Halfway down the aisle, he stopped and signaled to Rashad to grab a torch. Then on, they went.

I dare admit that I couldn’t feel my face that night. I watched the capering maniacs, in their white silks, soiled with wine and whatever party juices dripped their way, as they skipped to the rhythm of the drums, anticipating the bloodletting.

As they got closer to the figure, the raised torch illuminated a white shroud beneath which someone was writhing in desperation against a vice grip.

Stopping before it, a great blast of sound went rolling through the enclave. It was as though a thousand screaming throats had joined together to cry out in agony.

It was a terrible sound, a sound to flay a man’s skin and set his teeth to chattering. I clapped my hands over my ears, yet still the horn’s voice beat at me, a dread, hellish shrieking that twisted in my guts and made my heart falter.

When the brute at last lowered the horn, the silence that followed seemed louder still. I saw the patrons staring at one another, and saw mouths open, but no words came out. None of them, not even Kot, moved for a long moment.

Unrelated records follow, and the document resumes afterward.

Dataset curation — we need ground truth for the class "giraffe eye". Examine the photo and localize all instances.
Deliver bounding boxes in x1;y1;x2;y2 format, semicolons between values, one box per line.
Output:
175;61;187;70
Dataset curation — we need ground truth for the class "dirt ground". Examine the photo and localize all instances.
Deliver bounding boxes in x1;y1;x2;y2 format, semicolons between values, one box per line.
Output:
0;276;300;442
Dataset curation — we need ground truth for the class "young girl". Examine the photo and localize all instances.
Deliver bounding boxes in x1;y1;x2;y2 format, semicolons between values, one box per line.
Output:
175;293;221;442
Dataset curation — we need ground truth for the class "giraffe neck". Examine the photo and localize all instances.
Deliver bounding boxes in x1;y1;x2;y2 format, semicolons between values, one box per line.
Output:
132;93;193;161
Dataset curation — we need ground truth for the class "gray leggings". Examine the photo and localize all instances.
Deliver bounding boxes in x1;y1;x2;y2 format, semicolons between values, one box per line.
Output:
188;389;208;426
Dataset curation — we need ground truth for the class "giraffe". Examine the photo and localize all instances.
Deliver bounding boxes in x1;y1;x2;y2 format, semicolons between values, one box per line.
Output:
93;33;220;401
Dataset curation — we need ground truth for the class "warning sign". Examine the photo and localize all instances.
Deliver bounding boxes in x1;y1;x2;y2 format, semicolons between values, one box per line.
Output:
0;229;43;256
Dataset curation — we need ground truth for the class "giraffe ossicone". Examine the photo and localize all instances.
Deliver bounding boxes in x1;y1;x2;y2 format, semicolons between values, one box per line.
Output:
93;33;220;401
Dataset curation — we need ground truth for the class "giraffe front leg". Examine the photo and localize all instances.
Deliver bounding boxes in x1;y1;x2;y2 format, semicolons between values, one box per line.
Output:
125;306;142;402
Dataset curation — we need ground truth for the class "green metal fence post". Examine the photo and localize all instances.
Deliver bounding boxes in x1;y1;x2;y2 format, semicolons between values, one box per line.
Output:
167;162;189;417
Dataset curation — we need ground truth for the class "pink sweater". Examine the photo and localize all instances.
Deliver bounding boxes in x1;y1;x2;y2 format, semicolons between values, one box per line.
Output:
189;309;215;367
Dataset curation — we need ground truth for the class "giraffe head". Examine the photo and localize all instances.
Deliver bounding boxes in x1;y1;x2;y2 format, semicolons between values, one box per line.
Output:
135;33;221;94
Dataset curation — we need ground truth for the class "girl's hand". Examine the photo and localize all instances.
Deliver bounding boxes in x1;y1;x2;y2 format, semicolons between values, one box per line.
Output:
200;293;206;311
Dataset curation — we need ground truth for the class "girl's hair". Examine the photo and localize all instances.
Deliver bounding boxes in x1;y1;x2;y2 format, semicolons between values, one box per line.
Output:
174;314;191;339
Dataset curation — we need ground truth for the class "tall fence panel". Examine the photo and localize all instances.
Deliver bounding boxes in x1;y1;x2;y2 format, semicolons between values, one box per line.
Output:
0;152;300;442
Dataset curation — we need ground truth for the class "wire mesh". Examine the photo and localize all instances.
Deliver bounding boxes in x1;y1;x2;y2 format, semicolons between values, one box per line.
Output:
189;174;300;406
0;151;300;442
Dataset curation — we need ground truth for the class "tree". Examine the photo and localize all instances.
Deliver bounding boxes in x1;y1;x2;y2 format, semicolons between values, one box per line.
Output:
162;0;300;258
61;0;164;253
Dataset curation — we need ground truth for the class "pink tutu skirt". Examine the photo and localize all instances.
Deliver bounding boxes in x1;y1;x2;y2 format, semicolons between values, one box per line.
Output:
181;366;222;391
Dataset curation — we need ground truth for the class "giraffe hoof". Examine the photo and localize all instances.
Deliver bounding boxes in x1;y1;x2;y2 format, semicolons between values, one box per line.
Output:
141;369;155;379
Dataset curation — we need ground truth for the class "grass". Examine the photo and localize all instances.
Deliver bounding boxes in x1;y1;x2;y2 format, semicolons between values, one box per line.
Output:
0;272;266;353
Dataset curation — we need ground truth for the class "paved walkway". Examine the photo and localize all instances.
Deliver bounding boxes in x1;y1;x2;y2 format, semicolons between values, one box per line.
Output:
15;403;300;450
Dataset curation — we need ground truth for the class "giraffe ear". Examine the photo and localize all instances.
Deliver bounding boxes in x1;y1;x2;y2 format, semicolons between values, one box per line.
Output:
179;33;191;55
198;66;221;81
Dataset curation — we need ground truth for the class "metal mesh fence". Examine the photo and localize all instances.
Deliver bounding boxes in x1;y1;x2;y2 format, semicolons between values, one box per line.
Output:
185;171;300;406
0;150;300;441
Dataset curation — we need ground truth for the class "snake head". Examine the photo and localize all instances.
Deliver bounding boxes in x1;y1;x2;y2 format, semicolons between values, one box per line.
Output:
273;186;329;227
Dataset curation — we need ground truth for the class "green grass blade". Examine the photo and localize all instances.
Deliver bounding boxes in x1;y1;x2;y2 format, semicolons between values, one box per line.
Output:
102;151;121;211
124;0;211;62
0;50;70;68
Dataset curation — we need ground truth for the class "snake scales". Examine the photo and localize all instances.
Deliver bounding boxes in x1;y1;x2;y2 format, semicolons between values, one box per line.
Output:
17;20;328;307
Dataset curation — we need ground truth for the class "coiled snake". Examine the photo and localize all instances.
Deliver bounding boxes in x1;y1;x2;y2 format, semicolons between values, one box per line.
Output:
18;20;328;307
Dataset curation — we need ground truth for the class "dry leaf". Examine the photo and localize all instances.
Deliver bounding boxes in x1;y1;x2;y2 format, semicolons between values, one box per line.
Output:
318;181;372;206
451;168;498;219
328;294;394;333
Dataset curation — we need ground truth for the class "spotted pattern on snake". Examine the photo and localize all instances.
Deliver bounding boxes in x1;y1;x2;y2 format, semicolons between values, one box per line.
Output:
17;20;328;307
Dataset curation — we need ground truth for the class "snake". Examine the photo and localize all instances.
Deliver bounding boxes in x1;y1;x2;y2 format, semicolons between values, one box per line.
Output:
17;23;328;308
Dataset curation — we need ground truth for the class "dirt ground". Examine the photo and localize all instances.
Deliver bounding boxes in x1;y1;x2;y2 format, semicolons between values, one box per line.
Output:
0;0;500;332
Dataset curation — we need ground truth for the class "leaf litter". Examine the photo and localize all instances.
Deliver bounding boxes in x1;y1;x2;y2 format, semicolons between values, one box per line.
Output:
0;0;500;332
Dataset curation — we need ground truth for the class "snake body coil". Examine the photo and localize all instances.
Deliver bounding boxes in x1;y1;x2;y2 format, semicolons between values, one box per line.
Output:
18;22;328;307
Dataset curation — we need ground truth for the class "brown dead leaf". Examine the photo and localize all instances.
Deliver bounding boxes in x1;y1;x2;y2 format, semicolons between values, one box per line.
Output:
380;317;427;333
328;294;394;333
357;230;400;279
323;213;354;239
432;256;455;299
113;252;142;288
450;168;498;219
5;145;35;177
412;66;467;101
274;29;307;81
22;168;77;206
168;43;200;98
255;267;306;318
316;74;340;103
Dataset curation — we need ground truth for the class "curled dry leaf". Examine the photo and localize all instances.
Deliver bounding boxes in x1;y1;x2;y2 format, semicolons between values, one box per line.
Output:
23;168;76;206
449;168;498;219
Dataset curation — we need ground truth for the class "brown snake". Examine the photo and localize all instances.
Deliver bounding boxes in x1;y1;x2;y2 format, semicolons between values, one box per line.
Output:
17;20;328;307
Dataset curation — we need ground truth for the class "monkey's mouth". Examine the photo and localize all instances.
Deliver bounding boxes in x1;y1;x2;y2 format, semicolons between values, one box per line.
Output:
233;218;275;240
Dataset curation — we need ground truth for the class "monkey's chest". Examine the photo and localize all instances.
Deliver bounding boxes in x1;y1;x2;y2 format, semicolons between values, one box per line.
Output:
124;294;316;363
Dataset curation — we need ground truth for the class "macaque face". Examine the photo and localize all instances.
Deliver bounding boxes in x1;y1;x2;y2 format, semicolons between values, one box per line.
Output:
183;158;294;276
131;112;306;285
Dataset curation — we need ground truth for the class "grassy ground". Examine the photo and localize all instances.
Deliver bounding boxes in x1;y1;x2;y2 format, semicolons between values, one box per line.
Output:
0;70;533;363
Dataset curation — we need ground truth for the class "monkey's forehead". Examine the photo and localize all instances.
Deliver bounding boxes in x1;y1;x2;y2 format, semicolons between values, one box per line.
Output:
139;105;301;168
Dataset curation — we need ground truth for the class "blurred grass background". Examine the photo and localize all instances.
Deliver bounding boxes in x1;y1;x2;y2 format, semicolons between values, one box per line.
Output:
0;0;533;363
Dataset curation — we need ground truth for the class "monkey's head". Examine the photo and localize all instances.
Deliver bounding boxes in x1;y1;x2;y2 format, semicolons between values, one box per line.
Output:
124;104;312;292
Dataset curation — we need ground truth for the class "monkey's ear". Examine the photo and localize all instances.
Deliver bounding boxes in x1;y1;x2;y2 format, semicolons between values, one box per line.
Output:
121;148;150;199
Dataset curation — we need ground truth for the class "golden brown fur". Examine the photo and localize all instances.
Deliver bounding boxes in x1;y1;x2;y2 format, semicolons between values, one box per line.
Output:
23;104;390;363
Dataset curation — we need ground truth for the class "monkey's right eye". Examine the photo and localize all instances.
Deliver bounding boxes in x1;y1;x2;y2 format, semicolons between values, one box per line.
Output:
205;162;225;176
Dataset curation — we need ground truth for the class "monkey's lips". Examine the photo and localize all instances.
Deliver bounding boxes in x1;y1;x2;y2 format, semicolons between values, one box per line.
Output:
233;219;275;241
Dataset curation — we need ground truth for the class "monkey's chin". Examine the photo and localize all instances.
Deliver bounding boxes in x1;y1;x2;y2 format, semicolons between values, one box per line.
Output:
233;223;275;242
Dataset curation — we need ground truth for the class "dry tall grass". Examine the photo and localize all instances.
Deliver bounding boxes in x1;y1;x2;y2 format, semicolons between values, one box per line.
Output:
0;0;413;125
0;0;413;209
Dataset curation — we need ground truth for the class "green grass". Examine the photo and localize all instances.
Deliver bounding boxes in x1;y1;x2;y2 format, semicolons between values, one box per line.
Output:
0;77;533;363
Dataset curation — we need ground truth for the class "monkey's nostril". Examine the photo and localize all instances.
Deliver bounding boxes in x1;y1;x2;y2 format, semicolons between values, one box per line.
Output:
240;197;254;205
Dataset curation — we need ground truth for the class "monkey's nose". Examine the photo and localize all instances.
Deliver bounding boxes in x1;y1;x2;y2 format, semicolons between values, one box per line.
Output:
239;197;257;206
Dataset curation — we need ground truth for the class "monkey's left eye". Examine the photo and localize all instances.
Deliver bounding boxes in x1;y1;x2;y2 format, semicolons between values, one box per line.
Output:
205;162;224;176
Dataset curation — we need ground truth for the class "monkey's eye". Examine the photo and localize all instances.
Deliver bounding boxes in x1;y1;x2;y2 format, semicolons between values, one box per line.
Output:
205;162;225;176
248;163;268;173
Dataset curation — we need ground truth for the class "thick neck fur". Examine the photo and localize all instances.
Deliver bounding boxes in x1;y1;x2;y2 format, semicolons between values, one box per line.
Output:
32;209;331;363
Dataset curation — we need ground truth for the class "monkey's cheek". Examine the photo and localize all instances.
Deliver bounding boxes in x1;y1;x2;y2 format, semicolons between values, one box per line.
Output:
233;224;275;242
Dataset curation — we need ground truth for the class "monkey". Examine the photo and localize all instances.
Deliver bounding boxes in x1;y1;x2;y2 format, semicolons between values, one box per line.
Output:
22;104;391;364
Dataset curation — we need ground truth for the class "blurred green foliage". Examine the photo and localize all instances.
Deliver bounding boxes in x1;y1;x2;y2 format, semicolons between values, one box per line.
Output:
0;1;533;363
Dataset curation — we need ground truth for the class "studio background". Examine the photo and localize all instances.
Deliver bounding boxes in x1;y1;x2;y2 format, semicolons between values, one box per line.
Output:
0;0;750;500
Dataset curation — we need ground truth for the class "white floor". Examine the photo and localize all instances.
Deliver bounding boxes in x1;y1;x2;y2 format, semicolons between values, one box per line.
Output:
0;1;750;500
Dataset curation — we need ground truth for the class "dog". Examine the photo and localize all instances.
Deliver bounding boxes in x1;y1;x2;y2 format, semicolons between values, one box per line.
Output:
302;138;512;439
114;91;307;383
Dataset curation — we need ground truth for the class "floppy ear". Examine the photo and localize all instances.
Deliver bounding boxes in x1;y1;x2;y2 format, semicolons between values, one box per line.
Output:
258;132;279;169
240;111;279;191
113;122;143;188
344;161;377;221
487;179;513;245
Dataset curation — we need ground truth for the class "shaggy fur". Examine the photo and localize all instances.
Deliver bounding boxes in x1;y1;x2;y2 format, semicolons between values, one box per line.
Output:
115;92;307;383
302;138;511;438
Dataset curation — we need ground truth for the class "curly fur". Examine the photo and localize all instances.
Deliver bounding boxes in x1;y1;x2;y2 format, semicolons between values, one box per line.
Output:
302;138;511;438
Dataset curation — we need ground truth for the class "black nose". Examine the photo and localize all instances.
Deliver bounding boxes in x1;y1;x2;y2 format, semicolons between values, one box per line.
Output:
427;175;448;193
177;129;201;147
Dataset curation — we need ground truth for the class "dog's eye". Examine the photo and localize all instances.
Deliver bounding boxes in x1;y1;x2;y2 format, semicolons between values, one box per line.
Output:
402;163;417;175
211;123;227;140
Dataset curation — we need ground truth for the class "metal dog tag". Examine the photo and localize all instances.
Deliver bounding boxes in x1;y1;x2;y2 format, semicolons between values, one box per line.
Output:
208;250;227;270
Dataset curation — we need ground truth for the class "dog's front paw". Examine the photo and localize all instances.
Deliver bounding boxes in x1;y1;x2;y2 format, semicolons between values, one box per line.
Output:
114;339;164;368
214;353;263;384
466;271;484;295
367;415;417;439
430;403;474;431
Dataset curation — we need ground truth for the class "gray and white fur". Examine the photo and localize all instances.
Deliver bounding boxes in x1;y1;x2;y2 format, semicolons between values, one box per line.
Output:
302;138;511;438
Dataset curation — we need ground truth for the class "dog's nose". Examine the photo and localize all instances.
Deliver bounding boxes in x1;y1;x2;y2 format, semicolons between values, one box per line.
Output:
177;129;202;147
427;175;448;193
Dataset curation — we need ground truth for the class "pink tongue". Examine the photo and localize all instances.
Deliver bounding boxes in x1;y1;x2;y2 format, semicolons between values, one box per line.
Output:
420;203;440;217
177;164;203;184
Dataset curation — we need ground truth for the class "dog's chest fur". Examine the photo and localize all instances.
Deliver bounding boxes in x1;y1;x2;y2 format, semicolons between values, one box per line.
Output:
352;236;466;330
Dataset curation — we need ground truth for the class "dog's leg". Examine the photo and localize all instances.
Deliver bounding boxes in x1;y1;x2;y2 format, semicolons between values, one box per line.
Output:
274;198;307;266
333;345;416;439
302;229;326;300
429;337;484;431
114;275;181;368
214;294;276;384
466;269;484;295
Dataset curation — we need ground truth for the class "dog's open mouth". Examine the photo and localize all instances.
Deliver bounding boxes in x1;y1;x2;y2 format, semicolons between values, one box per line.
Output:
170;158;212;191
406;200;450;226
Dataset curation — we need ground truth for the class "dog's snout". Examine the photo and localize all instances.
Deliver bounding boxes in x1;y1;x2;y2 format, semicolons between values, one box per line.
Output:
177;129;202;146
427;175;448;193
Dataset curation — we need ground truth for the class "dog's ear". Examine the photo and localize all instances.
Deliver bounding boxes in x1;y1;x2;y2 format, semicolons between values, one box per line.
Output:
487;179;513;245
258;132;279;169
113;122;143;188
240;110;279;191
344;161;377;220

Then Amadi pulled off the shroud. Underneath was a naked wisp of a man, just out of boyhood. He was gagged and bound spread-eagled on a low platform, a foot high.

He seemed to be appealing to his tormentor, his eyes wide and white with terror.

Removing the gag, Amadi turned and looked at the transfixed crowd.

“I am the storm,” he cried, and the crowd roared it back at him. “I am the widowmaker, the horror in your dreams!” He thundered on, his voice deeper than the drums, louder than the horns, more terrible than the war-cries of storm and battle.

He was completely transformed from the Amadi I knew.

“I told you I’d find a way to raise our world out of the ashes. I have found a way. I shall sit in the seat of the world, and you shall be my slaves and serve me as I rise, and guide!”

“Ah zah! Ah zah foh, kuh-BEH deh ah! Toh-EE! Toh-EE! Toh-EE meh!” The bound man screamed, but he could’ve been a fly for all the good that did him. He tried to squirm, but the leather binds held him tight on the wooden Greek cross.

He raised the knife above his head, and as if enthralled, the entire crowd got to its knees, save the eight brutes who formed a ring around us, Kot and me.

I looked over at the bar to check on Darce, but her friend was on her own, kneeling with a driftwood crown on her head. All the others seemed to be adorned in the same way, on their bowed heads.

Amadi then gingerly turned and brought the knife to his collarbone, and slowly traced it to his right shoulder, then to the other side, carefully not to break an artery, yet deep enough to split the skin, the white flesh quickly filling with blood.

“Toh-EE! Toh-EE! Toh-EE meh!” The man screamed.

Kot, beside me, was shaking. Was that horror in his eyes? I wondered.

Then he trailed the knife down the xiphoid process, down to the navel. Then calmly held the flap of skin on the right collar and slowly began to flay him! All this while, his congregation hummed and rocked their heads.

Amadi pinched the loose flap between thumb and knife hilt and pulled. It came away with a slow, wet kissing sound, like a boot dragging free of deep mud, then a sharper rip as the last fibers tore. The boy’s scream turned into a single, high note that cracked in the middle and never finished.

I hefted the axe on my right arm. The weight was right, and the wooden handle, wrapped in leather, seemed to have been curved into a perfect fit for my palm.

“Make it stop, Obi!” Kot was crying softly.

“Where is Darce?” My mind was asking!